Congratulations, your bosses decided to spend a giant chunk of cash to send you, a political reporter, on Gov. Tim Walz’s first solo campaign trip on Walz Force One, his Boeing 737-800 campaign plane.
Stops are promised in three Pennsylvania cities: Lancaster, Pittsburgh and Erie. You’re told to be at the airport charter terminal no later than 6:30 a.m. Everything you carry must be labeled with your name. You secure your business card to your suitcase with duct tape.
Any bag that goes into the plane’s cargo hold will not be accessible to you until the hotel in Pittsburgh where you RON, which is campaign-speak for “Remain Overnight.” A campaign staffer sends a late-night update that your arrival deadline has been pushed to 6:45 a.m. “Enjoy those extra 15 minutes,” she writes.
The shifting guidelines are a warning that free will won’t exist for you in the next 36 hours. You won’t know where you’re going or how long you will be there. You are a captive of the campaign machine.
On departure day, you rouse yourself at 5 a.m. and arrive to find Star Tribune photographer Glen Stubbe already waiting. Campaign staff and media arrive and we place all bags and equipment on the tarmac, then walk away so the dog can sniff them.
No TSA lines here. Just a robust U.S. Secret Service contingent, some in suits, some dressed in what Stubbe referred to as “faux casual” — a scruffy baseball cap and a golf shirt over a Kevlar vest. The casual ones blend into crowds.

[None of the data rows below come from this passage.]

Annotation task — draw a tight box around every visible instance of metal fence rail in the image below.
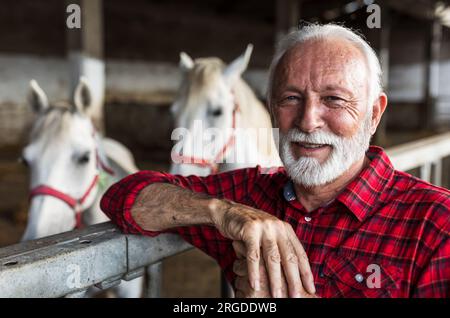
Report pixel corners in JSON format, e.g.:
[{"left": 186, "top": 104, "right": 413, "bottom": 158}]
[
  {"left": 0, "top": 133, "right": 450, "bottom": 297},
  {"left": 386, "top": 132, "right": 450, "bottom": 186},
  {"left": 0, "top": 222, "right": 192, "bottom": 297}
]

The governor’s motorcade of black SUVs and an ambulance arrives shortly after 8 a.m. Walz exits and enters at the front of the plane. (Everyone else uses the rear door.)

Two security guards are in full black commando gear with helmets, glasses, night vision goggles and firearms. They disembark first and board last, standing watch on the tarmac, scanning the skies for threats.